Final answer:
A nurse should expect a decreased urine specific gravity and possibly a decreased sodium level in the lab report of a client with fluid volume excess, reflecting a condition of hypervolemia and diluted blood constituents.
Step-by-step explanation:
A nurse reviewing the laboratory report of a client with fluid volume excess should expect to see certain lab value alterations. In the context of hypervolemia, which is due to the retention of water and sodium, one would not expect an increased hematocrit or BUN, as these would typically increase with dehydration. Instead, the nurse can anticipate a decreased urine specific gravity because the kidneys may be unable to concentrate urine sufficiently due to the excess fluid. Additionally, there may be a decreased sodium concentration because of dilution caused by the retained fluids.

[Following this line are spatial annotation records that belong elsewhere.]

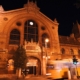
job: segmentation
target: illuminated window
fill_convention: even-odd
[[[20,44],[20,32],[17,29],[10,32],[9,44]]]
[[[49,39],[47,33],[42,34],[42,45],[45,47],[45,39]],[[47,47],[50,47],[50,41],[47,43]]]
[[[73,51],[73,49],[70,49],[70,53],[71,53],[71,54],[74,54],[74,51]]]
[[[80,50],[78,49],[78,54],[80,55]]]
[[[28,20],[24,25],[24,40],[38,42],[38,25],[33,20]]]
[[[64,48],[61,49],[61,53],[65,54],[65,49]]]

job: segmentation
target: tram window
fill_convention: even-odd
[[[53,69],[53,68],[54,68],[54,65],[53,65],[53,64],[48,64],[48,65],[47,65],[47,68],[48,68],[48,69]]]

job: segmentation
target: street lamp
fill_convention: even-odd
[[[48,48],[48,42],[49,42],[49,39],[46,38],[45,39],[45,48],[46,48],[46,69],[47,69],[47,61],[48,61],[48,56],[47,56],[47,48]],[[47,71],[47,70],[46,70]]]

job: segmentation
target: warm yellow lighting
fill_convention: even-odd
[[[49,39],[48,39],[48,38],[46,38],[46,39],[45,39],[45,42],[46,42],[46,43],[48,43],[48,42],[49,42]]]

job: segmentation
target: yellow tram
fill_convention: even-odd
[[[70,73],[69,73],[70,72]],[[70,59],[48,61],[47,74],[52,79],[63,79],[80,76],[80,62],[76,65]]]

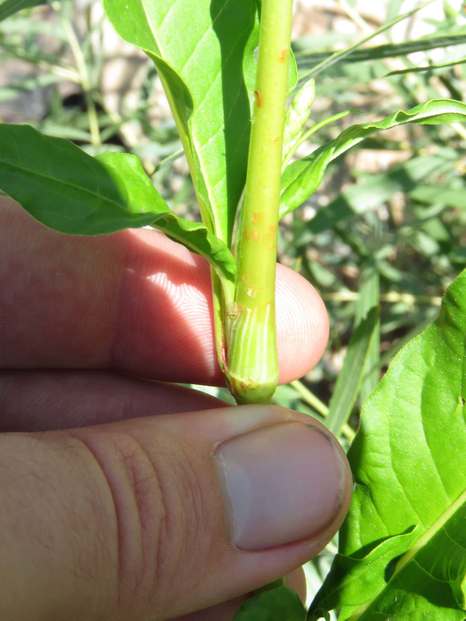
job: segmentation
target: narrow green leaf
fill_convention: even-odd
[[[439,155],[412,158],[386,172],[371,175],[363,183],[355,183],[305,222],[296,233],[296,244],[308,243],[314,235],[332,229],[355,214],[363,214],[388,201],[395,192],[409,193],[419,181],[449,170],[454,160]]]
[[[391,58],[398,56],[406,56],[414,52],[427,52],[438,48],[445,48],[450,45],[462,45],[466,43],[466,34],[455,35],[451,37],[429,37],[416,39],[414,41],[403,41],[402,43],[386,43],[383,45],[375,45],[372,47],[360,47],[354,50],[344,58],[340,58],[342,63],[362,63],[380,58]],[[313,66],[326,60],[332,53],[331,52],[313,52],[309,53],[301,52],[296,54],[296,64],[298,70],[309,65]]]
[[[190,164],[203,220],[229,246],[246,175],[258,36],[257,3],[104,0],[104,6],[121,38],[144,50],[155,64]]]
[[[301,86],[286,109],[283,133],[284,159],[290,148],[299,137],[301,130],[309,119],[315,96],[316,82],[311,78]]]
[[[5,0],[0,4],[0,22],[22,9],[30,9],[36,4],[43,4],[43,0]]]
[[[442,69],[444,67],[453,67],[455,65],[463,65],[466,63],[466,58],[459,58],[458,60],[452,60],[449,63],[442,63],[440,65],[428,65],[425,67],[408,67],[407,69],[397,69],[390,71],[385,76],[401,75],[404,73],[418,73],[420,71],[429,71],[432,69]]]
[[[464,271],[366,402],[340,556],[313,609],[339,608],[340,621],[466,619],[465,317]],[[378,560],[380,542],[400,537],[408,546]]]
[[[371,32],[366,37],[363,37],[363,39],[360,39],[355,43],[353,43],[353,45],[350,45],[349,47],[347,47],[344,50],[339,50],[338,52],[334,52],[333,54],[331,55],[331,56],[329,56],[327,58],[326,58],[324,60],[322,60],[318,65],[316,65],[314,67],[313,67],[312,69],[309,70],[308,71],[306,71],[304,74],[300,75],[299,79],[302,80],[304,79],[308,79],[309,78],[312,78],[318,75],[318,74],[320,73],[321,71],[323,71],[324,69],[327,69],[329,67],[332,66],[332,65],[335,65],[336,63],[339,62],[340,60],[344,58],[345,57],[348,56],[349,54],[351,53],[351,52],[354,50],[355,50],[357,48],[359,47],[363,43],[365,43],[366,41],[369,41],[370,39],[373,39],[374,37],[376,37],[377,35],[380,34],[381,32],[385,32],[385,30],[387,30],[390,28],[391,28],[392,26],[394,26],[396,24],[398,24],[398,22],[401,22],[402,20],[406,19],[407,17],[410,17],[411,15],[413,15],[414,13],[417,12],[417,11],[419,11],[421,9],[424,8],[424,6],[427,6],[427,4],[431,4],[434,1],[434,0],[428,0],[427,2],[424,2],[423,4],[418,4],[417,6],[415,6],[413,9],[411,9],[411,11],[408,11],[406,13],[403,13],[401,15],[398,16],[393,19],[390,20],[390,21],[386,22],[386,23],[385,24],[383,24],[380,28],[378,28],[377,30],[373,30],[373,32]]]
[[[266,591],[245,602],[233,621],[305,621],[306,610],[296,591],[286,586]]]
[[[466,188],[419,185],[409,193],[409,196],[419,202],[431,205],[448,205],[449,207],[456,207],[460,209],[466,209]]]
[[[308,157],[290,164],[282,175],[280,217],[299,207],[315,191],[333,160],[368,136],[406,123],[436,125],[466,120],[466,104],[453,99],[432,99],[407,112],[400,110],[383,120],[354,125]]]
[[[380,283],[378,271],[372,258],[366,260],[361,266],[359,279],[359,299],[356,304],[355,325],[359,325],[370,309],[380,303]],[[363,369],[363,377],[359,389],[359,402],[363,403],[380,379],[380,319],[374,329],[373,338],[369,344],[367,360]]]
[[[349,418],[357,398],[370,345],[378,327],[379,315],[378,307],[371,309],[366,317],[356,327],[350,340],[343,368],[339,374],[330,400],[329,414],[325,421],[326,426],[337,437]]]
[[[18,148],[21,144],[27,148]],[[203,225],[171,212],[135,155],[93,158],[29,125],[0,124],[0,188],[62,233],[102,235],[152,225],[205,256],[224,286],[232,286],[236,266],[228,248]]]

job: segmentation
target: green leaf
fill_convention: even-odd
[[[299,137],[311,114],[311,107],[316,96],[316,82],[312,78],[301,87],[286,109],[283,133],[283,158]]]
[[[448,186],[419,185],[409,193],[409,196],[419,202],[447,205],[460,209],[466,209],[466,188]]]
[[[443,69],[444,67],[452,67],[455,65],[463,65],[466,63],[466,58],[459,58],[458,60],[452,60],[449,63],[441,63],[440,65],[428,65],[425,67],[408,67],[408,69],[397,69],[396,71],[390,71],[385,76],[401,75],[404,73],[416,73],[420,71],[429,71],[433,69]]]
[[[102,235],[152,225],[205,256],[224,286],[234,281],[236,266],[228,248],[203,224],[171,212],[135,155],[93,158],[29,125],[2,124],[0,188],[62,233]]]
[[[43,4],[42,0],[5,0],[0,4],[0,22],[22,9],[30,9],[36,4]]]
[[[229,246],[245,180],[257,3],[104,0],[104,5],[120,37],[144,50],[155,64],[190,164],[203,221]]]
[[[391,58],[398,56],[406,56],[414,52],[426,52],[438,48],[445,48],[450,45],[461,45],[465,43],[466,43],[466,34],[452,37],[424,37],[414,41],[403,41],[401,43],[386,43],[372,47],[360,47],[354,50],[344,58],[340,58],[340,62],[361,63],[380,58]],[[298,53],[296,64],[298,70],[309,65],[312,66],[321,63],[329,58],[332,54],[331,52]]]
[[[349,127],[335,140],[285,168],[281,178],[280,217],[299,207],[317,189],[331,161],[368,136],[406,123],[436,125],[464,120],[466,104],[453,99],[432,99],[407,112],[400,110],[378,122]]]
[[[340,621],[466,618],[465,317],[466,271],[366,402],[340,556],[312,609],[340,609]]]
[[[308,243],[316,233],[332,229],[355,214],[373,209],[396,192],[415,191],[419,181],[450,170],[454,161],[452,158],[439,155],[414,157],[386,172],[370,175],[364,183],[355,183],[344,190],[305,222],[296,234],[296,245]]]
[[[302,80],[314,77],[314,76],[318,75],[318,74],[321,73],[321,71],[323,71],[325,69],[327,69],[329,67],[331,67],[332,65],[335,65],[336,63],[340,62],[345,57],[348,56],[349,54],[350,54],[352,52],[357,48],[359,48],[363,43],[365,43],[366,41],[369,41],[377,35],[379,35],[382,32],[385,32],[385,30],[391,28],[392,26],[398,24],[398,22],[401,22],[402,20],[406,19],[406,17],[410,17],[421,9],[423,9],[424,6],[427,6],[427,4],[431,4],[432,2],[434,2],[434,0],[428,0],[427,2],[424,2],[423,4],[418,4],[413,9],[411,9],[411,11],[408,11],[406,13],[403,13],[401,15],[397,16],[397,17],[394,17],[393,19],[386,22],[385,24],[383,24],[380,28],[373,30],[366,37],[360,39],[356,43],[350,45],[349,47],[347,47],[344,50],[339,50],[338,52],[334,52],[331,56],[328,57],[328,58],[319,63],[318,65],[313,67],[313,68],[309,70],[309,71],[306,71],[304,74],[300,75],[299,79]]]
[[[266,591],[245,602],[233,621],[305,621],[306,610],[298,594],[286,586]]]
[[[364,368],[374,336],[378,333],[379,307],[375,307],[354,330],[329,406],[326,426],[337,436],[349,418],[364,376]]]

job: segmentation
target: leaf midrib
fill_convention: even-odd
[[[12,168],[16,168],[20,171],[24,171],[24,172],[29,173],[30,175],[35,175],[37,177],[42,177],[43,179],[48,179],[49,181],[55,181],[56,183],[60,184],[62,186],[65,186],[69,188],[73,188],[75,189],[79,190],[80,192],[83,192],[85,194],[90,194],[91,196],[94,196],[96,198],[99,199],[102,201],[105,201],[107,202],[111,203],[113,205],[116,205],[119,209],[124,209],[126,206],[124,204],[121,204],[117,202],[113,199],[109,198],[106,196],[103,196],[102,194],[99,194],[98,192],[95,192],[93,190],[89,190],[86,188],[83,188],[80,186],[76,186],[74,183],[71,183],[70,181],[65,181],[62,179],[57,179],[56,177],[50,176],[48,175],[45,175],[43,173],[39,173],[35,170],[31,170],[30,168],[27,168],[25,166],[18,166],[17,164],[12,164],[11,162],[6,161],[4,160],[0,160],[0,163],[2,164],[6,164],[7,166],[10,166]],[[146,213],[147,213],[146,212]],[[157,214],[157,212],[152,212],[152,213]],[[158,215],[158,214],[157,214]]]
[[[405,565],[408,564],[411,559],[414,557],[418,552],[419,552],[419,551],[421,550],[424,546],[426,545],[430,541],[430,540],[437,534],[437,533],[439,532],[441,528],[446,524],[447,522],[448,522],[454,514],[455,513],[456,511],[457,511],[458,509],[460,509],[464,504],[466,505],[466,489],[462,492],[455,501],[454,501],[448,507],[447,507],[443,513],[436,520],[434,524],[431,526],[429,526],[427,530],[426,530],[425,532],[421,535],[419,539],[418,539],[413,544],[413,545],[408,550],[406,550],[397,563],[395,571],[383,588],[380,591],[376,596],[372,597],[372,599],[369,600],[368,602],[367,602],[365,604],[359,606],[351,615],[351,616],[348,618],[347,621],[357,621],[357,619],[359,619],[365,612],[367,609],[369,608],[372,602],[377,599],[377,598],[380,596],[381,594],[385,591],[395,576],[396,576],[396,574],[401,571]]]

It is noteworthy that while conditions like vomiting or diarrhea can lead to elevated blood urea levels due to dehydration, hypervolemia is characterized by increased blood volume and pressure, not by decreased blood volume that raises BUN. Hormonal imbalances, such as decreased aldosterone secretion, could also contribute to a variable presentation of electrolyte and fluid status. An understanding of the underlying causes of hypervolemia, including heart failure, liver cirrhosis, and kidney disease, is crucial in addressing the fluid imbalance and restoring homeostasis.